Colin Rundel rundel at gmail.com
Fri Sep 9 15:46:25 CEST 2016


This is a mistake I made when originally working on the package that didn’t get caught at the time. I think Edzer is correct and ideally his example should be producing a 2x3 matrix, but at this stage switching the ordering in rages is too likely break existing code. 

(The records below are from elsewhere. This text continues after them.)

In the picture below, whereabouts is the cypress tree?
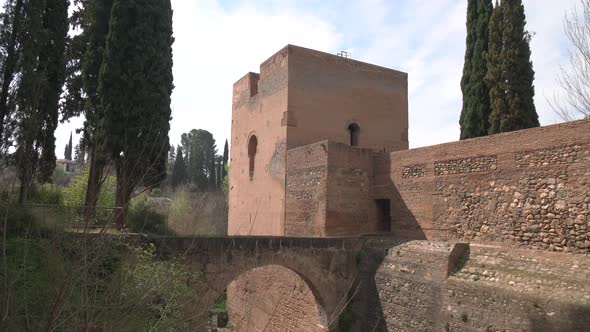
[99,0,173,227]
[64,133,72,160]
[64,0,114,220]
[486,0,539,134]
[16,0,47,204]
[221,139,229,182]
[0,0,25,148]
[39,0,72,182]
[172,145,186,188]
[459,0,493,139]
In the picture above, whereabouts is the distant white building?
[56,159,78,173]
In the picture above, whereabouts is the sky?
[56,0,577,158]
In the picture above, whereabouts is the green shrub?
[0,200,37,234]
[0,236,197,331]
[30,183,63,205]
[63,168,117,207]
[127,197,172,235]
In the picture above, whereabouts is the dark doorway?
[375,199,391,232]
[348,123,361,146]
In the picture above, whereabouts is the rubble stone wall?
[382,120,590,253]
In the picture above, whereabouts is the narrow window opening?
[375,199,391,232]
[348,123,360,146]
[248,135,258,180]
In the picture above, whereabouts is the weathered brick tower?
[228,45,408,236]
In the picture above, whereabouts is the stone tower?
[228,45,408,236]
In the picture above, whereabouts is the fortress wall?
[228,51,288,235]
[285,142,328,236]
[285,141,390,236]
[352,241,590,332]
[326,142,379,236]
[388,120,590,252]
[285,45,408,151]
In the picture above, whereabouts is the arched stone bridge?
[158,237,364,330]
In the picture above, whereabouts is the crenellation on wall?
[434,155,498,176]
[515,144,583,167]
[402,164,426,179]
[390,120,590,253]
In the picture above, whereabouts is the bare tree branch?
[547,0,590,121]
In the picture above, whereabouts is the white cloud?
[57,0,576,155]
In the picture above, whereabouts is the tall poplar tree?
[221,139,229,182]
[99,0,174,227]
[172,145,186,188]
[64,0,114,219]
[486,0,539,134]
[459,0,493,139]
[39,0,72,182]
[0,0,25,150]
[64,133,73,160]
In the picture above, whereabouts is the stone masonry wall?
[352,241,590,332]
[389,120,590,253]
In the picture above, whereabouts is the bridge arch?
[227,264,329,332]
[164,237,362,330]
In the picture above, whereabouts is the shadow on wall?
[350,236,408,332]
[382,154,426,240]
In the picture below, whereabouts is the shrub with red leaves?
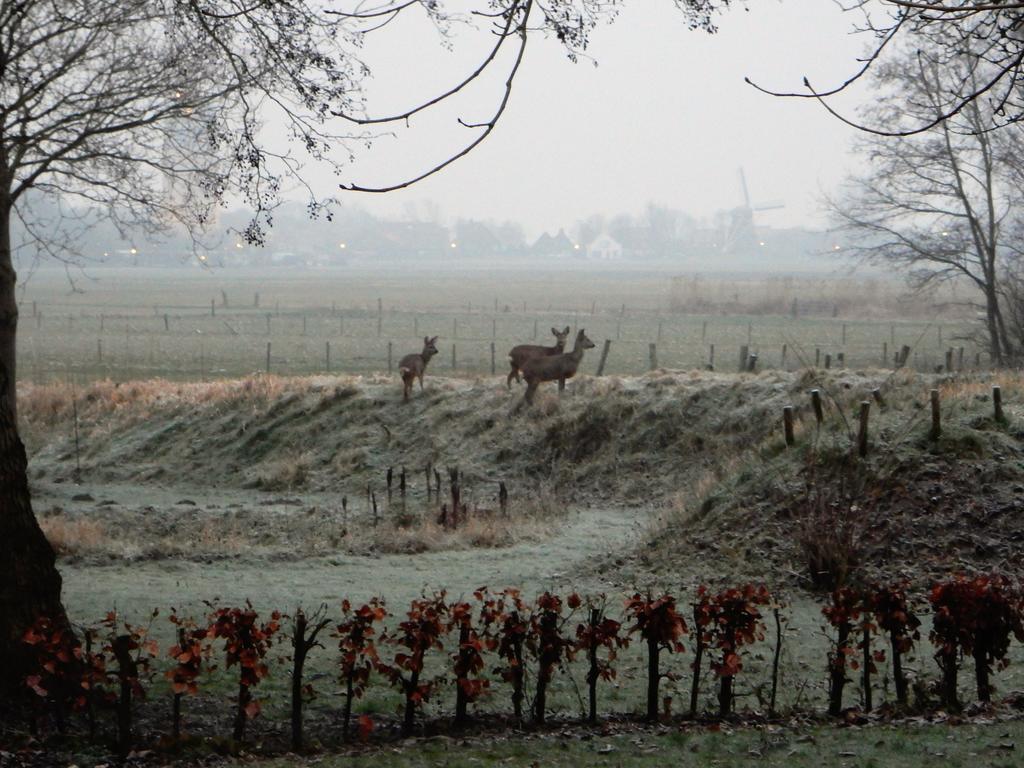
[379,592,449,736]
[574,595,630,723]
[333,597,388,741]
[866,584,921,707]
[447,589,497,725]
[22,616,81,733]
[164,608,212,738]
[480,589,530,722]
[821,587,863,717]
[210,600,281,741]
[526,592,583,725]
[706,584,771,717]
[626,593,688,722]
[100,610,160,758]
[928,573,1024,710]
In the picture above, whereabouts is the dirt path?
[54,499,646,621]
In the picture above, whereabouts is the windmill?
[721,168,785,253]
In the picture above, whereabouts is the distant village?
[36,195,840,270]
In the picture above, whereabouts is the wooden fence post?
[597,339,611,376]
[811,389,825,425]
[857,403,878,459]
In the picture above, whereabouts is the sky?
[303,0,869,237]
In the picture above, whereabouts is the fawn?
[522,329,594,404]
[398,336,437,402]
[505,326,569,389]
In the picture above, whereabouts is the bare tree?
[748,0,1024,136]
[829,52,1024,365]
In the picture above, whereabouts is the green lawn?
[256,720,1024,768]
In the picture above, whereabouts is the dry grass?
[39,515,110,556]
[257,453,312,490]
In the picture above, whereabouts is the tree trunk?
[938,649,959,712]
[828,623,850,717]
[455,624,472,726]
[0,204,68,702]
[401,662,422,736]
[974,647,992,703]
[647,638,662,723]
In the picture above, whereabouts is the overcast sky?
[299,0,868,236]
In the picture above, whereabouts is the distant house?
[455,219,502,256]
[587,232,623,261]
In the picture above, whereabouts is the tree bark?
[0,201,68,702]
[647,638,662,723]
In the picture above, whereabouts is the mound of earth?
[20,371,1024,585]
[642,376,1024,589]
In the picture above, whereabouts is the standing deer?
[505,326,569,389]
[398,336,437,402]
[520,329,594,406]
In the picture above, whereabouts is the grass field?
[18,268,974,384]
[9,270,1024,768]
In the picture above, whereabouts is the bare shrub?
[794,478,865,591]
[257,454,311,490]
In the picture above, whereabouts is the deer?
[398,336,437,402]
[517,328,594,410]
[505,326,569,389]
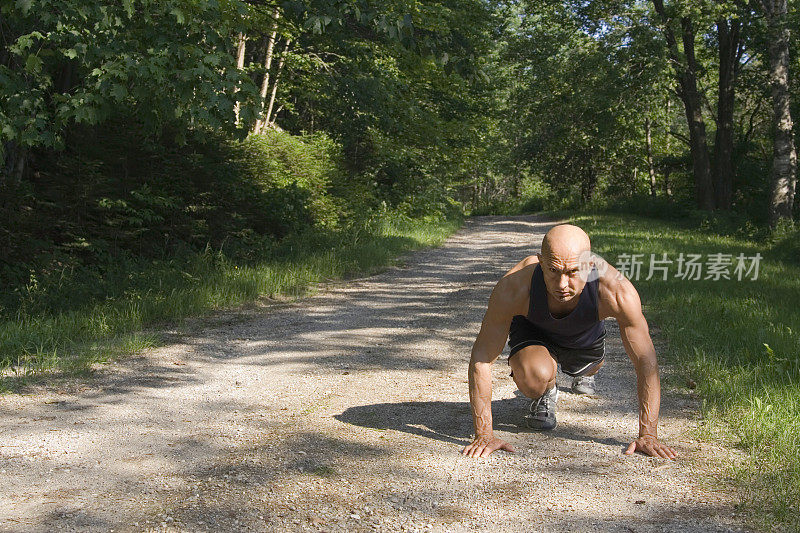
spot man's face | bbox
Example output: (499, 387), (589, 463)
(539, 251), (591, 302)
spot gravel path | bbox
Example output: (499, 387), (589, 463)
(0, 216), (742, 532)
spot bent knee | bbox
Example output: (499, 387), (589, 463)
(509, 346), (556, 398)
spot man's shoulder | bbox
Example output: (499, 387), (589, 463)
(495, 255), (539, 304)
(597, 265), (639, 318)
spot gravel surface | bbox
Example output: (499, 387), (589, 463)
(0, 216), (744, 532)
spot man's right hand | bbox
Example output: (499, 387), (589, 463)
(461, 437), (516, 457)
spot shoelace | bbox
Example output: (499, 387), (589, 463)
(531, 388), (552, 418)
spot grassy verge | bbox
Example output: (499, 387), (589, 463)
(572, 213), (800, 531)
(0, 210), (460, 390)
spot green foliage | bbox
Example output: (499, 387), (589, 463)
(0, 121), (352, 316)
(0, 212), (460, 382)
(572, 213), (800, 530)
(239, 130), (344, 232)
(0, 0), (252, 156)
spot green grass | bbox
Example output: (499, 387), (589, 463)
(571, 213), (800, 531)
(0, 210), (460, 390)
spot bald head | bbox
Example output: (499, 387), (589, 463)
(542, 224), (591, 260)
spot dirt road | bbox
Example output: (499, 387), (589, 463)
(0, 216), (740, 532)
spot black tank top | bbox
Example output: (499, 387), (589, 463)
(526, 265), (606, 349)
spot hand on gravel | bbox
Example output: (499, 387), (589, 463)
(625, 435), (678, 459)
(461, 437), (516, 457)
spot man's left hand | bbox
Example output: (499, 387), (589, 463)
(625, 435), (678, 459)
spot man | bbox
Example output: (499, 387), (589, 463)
(462, 224), (675, 459)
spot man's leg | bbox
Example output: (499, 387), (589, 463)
(508, 345), (558, 431)
(508, 345), (558, 400)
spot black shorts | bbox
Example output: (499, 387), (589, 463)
(508, 315), (606, 376)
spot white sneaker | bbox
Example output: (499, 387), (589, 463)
(572, 376), (594, 394)
(525, 386), (558, 431)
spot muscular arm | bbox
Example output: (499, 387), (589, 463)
(462, 277), (515, 457)
(615, 279), (675, 459)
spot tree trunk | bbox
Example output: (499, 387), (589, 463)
(644, 117), (656, 198)
(264, 38), (292, 126)
(714, 20), (743, 209)
(0, 141), (28, 188)
(653, 0), (714, 210)
(664, 98), (672, 198)
(253, 6), (280, 133)
(233, 33), (247, 126)
(680, 17), (714, 211)
(762, 0), (797, 227)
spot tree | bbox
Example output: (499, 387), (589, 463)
(758, 0), (797, 226)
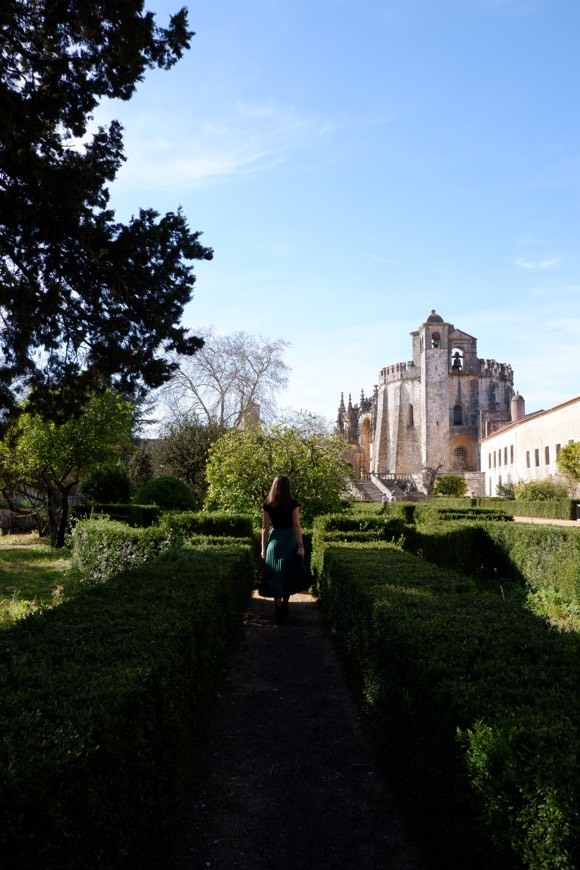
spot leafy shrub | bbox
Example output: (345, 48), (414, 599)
(315, 540), (580, 870)
(81, 462), (131, 503)
(0, 543), (252, 870)
(70, 517), (171, 584)
(515, 477), (568, 501)
(161, 511), (253, 538)
(71, 502), (161, 528)
(133, 476), (198, 511)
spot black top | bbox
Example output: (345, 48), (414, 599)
(264, 498), (300, 529)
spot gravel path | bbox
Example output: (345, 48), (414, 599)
(156, 595), (427, 870)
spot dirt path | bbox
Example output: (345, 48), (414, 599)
(156, 595), (427, 870)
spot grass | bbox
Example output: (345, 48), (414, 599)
(0, 534), (71, 629)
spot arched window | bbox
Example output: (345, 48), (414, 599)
(451, 347), (463, 372)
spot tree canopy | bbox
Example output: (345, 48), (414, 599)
(0, 0), (212, 417)
(556, 441), (580, 484)
(205, 421), (352, 523)
(161, 329), (289, 428)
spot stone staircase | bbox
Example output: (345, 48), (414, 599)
(349, 480), (427, 503)
(351, 480), (383, 502)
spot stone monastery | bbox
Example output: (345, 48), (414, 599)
(337, 310), (525, 495)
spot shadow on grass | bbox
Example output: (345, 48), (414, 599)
(0, 535), (70, 627)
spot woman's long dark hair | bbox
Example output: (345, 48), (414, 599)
(266, 474), (292, 510)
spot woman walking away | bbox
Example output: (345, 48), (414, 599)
(262, 474), (310, 625)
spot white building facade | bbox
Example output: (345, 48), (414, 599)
(480, 396), (580, 496)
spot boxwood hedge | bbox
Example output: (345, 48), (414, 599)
(316, 544), (580, 870)
(0, 542), (253, 870)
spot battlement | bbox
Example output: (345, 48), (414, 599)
(379, 360), (419, 384)
(479, 359), (514, 384)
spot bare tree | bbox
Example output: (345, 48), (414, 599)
(159, 329), (290, 428)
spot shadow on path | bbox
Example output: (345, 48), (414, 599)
(155, 595), (427, 870)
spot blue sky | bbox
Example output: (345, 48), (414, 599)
(97, 0), (580, 420)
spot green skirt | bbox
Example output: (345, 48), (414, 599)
(260, 528), (312, 598)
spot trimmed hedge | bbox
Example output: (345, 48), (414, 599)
(0, 543), (252, 870)
(384, 499), (513, 525)
(403, 522), (580, 607)
(436, 496), (580, 520)
(316, 540), (580, 870)
(312, 511), (405, 540)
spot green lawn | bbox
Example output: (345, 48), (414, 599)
(0, 534), (70, 628)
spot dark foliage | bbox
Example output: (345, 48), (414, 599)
(0, 0), (212, 419)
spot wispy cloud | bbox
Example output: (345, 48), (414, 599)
(516, 256), (562, 272)
(114, 104), (333, 188)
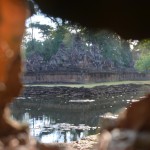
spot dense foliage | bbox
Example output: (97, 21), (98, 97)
(25, 20), (133, 72)
(134, 39), (150, 72)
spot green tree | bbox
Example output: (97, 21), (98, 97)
(135, 55), (150, 72)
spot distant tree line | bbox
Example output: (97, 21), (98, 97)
(24, 16), (150, 72)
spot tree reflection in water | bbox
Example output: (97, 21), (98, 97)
(11, 93), (142, 143)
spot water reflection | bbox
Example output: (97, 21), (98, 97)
(11, 93), (142, 143)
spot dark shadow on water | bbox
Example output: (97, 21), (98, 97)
(11, 93), (142, 143)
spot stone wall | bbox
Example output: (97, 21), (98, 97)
(23, 72), (150, 84)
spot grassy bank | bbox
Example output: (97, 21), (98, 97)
(25, 81), (150, 88)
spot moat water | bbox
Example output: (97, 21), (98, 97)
(11, 93), (142, 143)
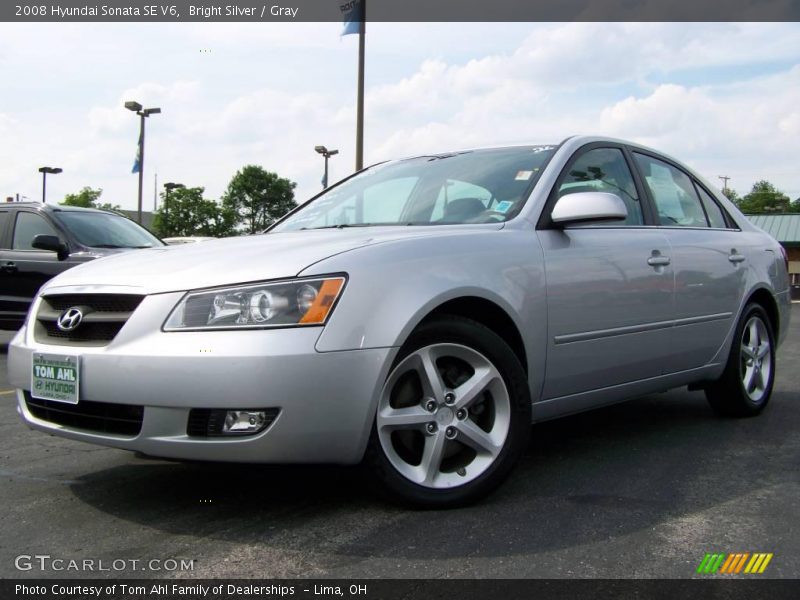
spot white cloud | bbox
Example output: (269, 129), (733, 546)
(0, 23), (800, 207)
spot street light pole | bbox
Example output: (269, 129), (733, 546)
(314, 146), (339, 190)
(164, 181), (186, 237)
(125, 101), (161, 225)
(356, 0), (367, 171)
(39, 167), (64, 204)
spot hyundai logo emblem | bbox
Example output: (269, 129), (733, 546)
(56, 306), (83, 331)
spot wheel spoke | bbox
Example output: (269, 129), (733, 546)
(747, 319), (761, 348)
(419, 431), (447, 485)
(378, 406), (431, 429)
(456, 419), (500, 456)
(417, 348), (444, 402)
(753, 368), (764, 391)
(454, 366), (500, 408)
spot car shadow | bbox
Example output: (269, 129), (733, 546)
(71, 390), (798, 563)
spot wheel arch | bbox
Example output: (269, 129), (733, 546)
(743, 287), (781, 340)
(414, 295), (528, 375)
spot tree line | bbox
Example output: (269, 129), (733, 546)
(722, 179), (800, 214)
(61, 171), (800, 237)
(61, 165), (297, 238)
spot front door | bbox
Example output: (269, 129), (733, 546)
(539, 147), (674, 400)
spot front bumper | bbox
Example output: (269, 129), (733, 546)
(8, 293), (396, 464)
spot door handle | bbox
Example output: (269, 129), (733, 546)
(647, 254), (670, 267)
(728, 248), (744, 264)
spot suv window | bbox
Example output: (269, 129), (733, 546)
(633, 152), (708, 227)
(558, 148), (644, 225)
(11, 212), (58, 250)
(696, 185), (728, 229)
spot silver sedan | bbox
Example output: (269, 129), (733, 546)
(8, 137), (789, 507)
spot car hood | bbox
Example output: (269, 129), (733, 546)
(43, 224), (502, 294)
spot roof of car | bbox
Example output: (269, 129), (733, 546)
(5, 202), (123, 216)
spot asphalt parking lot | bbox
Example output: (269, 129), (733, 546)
(0, 304), (800, 578)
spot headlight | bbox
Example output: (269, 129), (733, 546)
(164, 276), (345, 331)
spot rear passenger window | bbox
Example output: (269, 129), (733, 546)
(11, 212), (58, 250)
(558, 148), (644, 225)
(696, 185), (728, 229)
(0, 210), (8, 247)
(634, 153), (708, 227)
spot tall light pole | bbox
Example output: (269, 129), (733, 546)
(39, 167), (64, 204)
(314, 146), (339, 190)
(356, 0), (367, 171)
(125, 101), (161, 225)
(164, 181), (186, 233)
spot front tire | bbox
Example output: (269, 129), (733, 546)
(366, 316), (531, 508)
(706, 303), (775, 417)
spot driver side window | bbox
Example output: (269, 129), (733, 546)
(11, 212), (58, 250)
(558, 148), (644, 225)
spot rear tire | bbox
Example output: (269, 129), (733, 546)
(365, 316), (531, 508)
(706, 303), (775, 417)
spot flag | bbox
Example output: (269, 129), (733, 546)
(339, 0), (364, 35)
(131, 132), (142, 173)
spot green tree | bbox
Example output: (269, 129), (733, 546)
(737, 179), (792, 213)
(153, 187), (235, 237)
(222, 165), (297, 233)
(61, 186), (122, 212)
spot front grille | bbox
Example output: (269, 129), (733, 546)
(44, 294), (144, 312)
(34, 294), (144, 346)
(186, 408), (280, 437)
(25, 392), (144, 436)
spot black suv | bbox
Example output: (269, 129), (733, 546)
(0, 202), (164, 329)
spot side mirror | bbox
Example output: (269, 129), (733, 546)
(31, 233), (69, 260)
(550, 192), (628, 224)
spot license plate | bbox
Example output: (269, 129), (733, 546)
(31, 352), (80, 404)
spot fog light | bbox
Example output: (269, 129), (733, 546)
(222, 410), (269, 434)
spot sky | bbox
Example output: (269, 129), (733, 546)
(0, 23), (800, 210)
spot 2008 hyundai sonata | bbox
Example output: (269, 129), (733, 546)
(8, 137), (789, 506)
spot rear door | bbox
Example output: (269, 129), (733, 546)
(633, 150), (747, 372)
(0, 205), (14, 327)
(538, 144), (674, 399)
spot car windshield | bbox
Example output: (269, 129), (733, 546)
(270, 146), (555, 232)
(54, 210), (164, 248)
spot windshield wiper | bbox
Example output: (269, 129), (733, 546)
(300, 223), (374, 231)
(90, 244), (153, 250)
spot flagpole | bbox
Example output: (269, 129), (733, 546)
(136, 112), (145, 225)
(356, 0), (367, 171)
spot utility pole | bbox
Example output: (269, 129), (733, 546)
(356, 0), (367, 171)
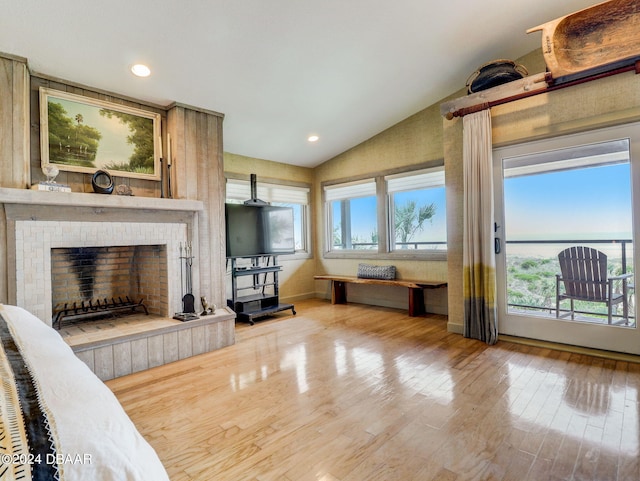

sf having a argument that lets you t() the result makes sense to me if only as a backwards compatibility feature.

-Colin

-----

Colin Rundel
Assistant Professor of the Practice
Duke University, Department of Statistical Science
colin.rundel at stat.duke.edu
www.stat.duke.edu/~cr173/

> On Sep 7, 2016, at 8:23 AM, Roger Bivand <Roger.Bivand at nhh.no> wrote:
> 
> On Wed, 7 Sep 2016, Edzer Pebesma wrote:
> 
>> In sp and rgeos, we currently have
>> 
>>> library(sp)
>>> library(rgeos)
>>> p1 = SpatialPoints(matrix(1:4,2))
>>> p2 = SpatialPoints(matrix(1:6,3))
>>> gRelate(p1,p2,byid=TRUE)
>> 1           2
>> 1 "FF0FFF0F2" "FF0FFF0F2"
>> 2 "FF0FFF0F2" "FF0FFF0F2"
>> 3 "FF0FFF0F2" "FF0FFF0F2"
>>> dim(gRelate(p1,p2,byid=TRUE))
>> [1] 3 2
>>> length(p1)
>> [1] 2
>>> length(p2)
>> [1] 3
>> 
>> Meaning: arguments with lengths 2 and 3 result in a 3 x 2 matrix. This
>> is true for all binary operators (covers, intersects, etc) and byid=TRUE.
> 
> In src/rgeos_predicate_binary.c, you'll see that rgeos_binpredfunc() can return a matrix or a list. For rgeos_relate() the list option should be unused (it will be trapped in the next release), because the output must be a dense matrix by design. In other cases where the output is a logical matrix with many FALSE entries, a sparse list output object is perhaps more logical. sf should not return dense matrices where sparse binary matrices would suffice. However, the "relate" binary predicate is different.
> 
> We could try to add an option to t() the output matrix, and see what got broken among dependent packages. The returned list is the length of spgeom1, by the way, with components 1-base indexing spgeom2. These would be like the columns in a data frame if the numbers of indexed components were equal, but a matrix is more natural.
> 
> Shall we test the dependencies for breakage? Scripts will break too I expect, but we can't check them.
> 
> Roger
> 
>> 
>> I always found this counterintuitive, and consider implementing it the
>> other way around (2 and 3 -> 2 x 3) in package sf. Or am I overlooking
>> something obvious?
>> 
> 
> -- 
> Roger Bivand
> Department of Economics, Norwegian School of Economics,
> Helleveien 30, N-5045 Bergen, Norway.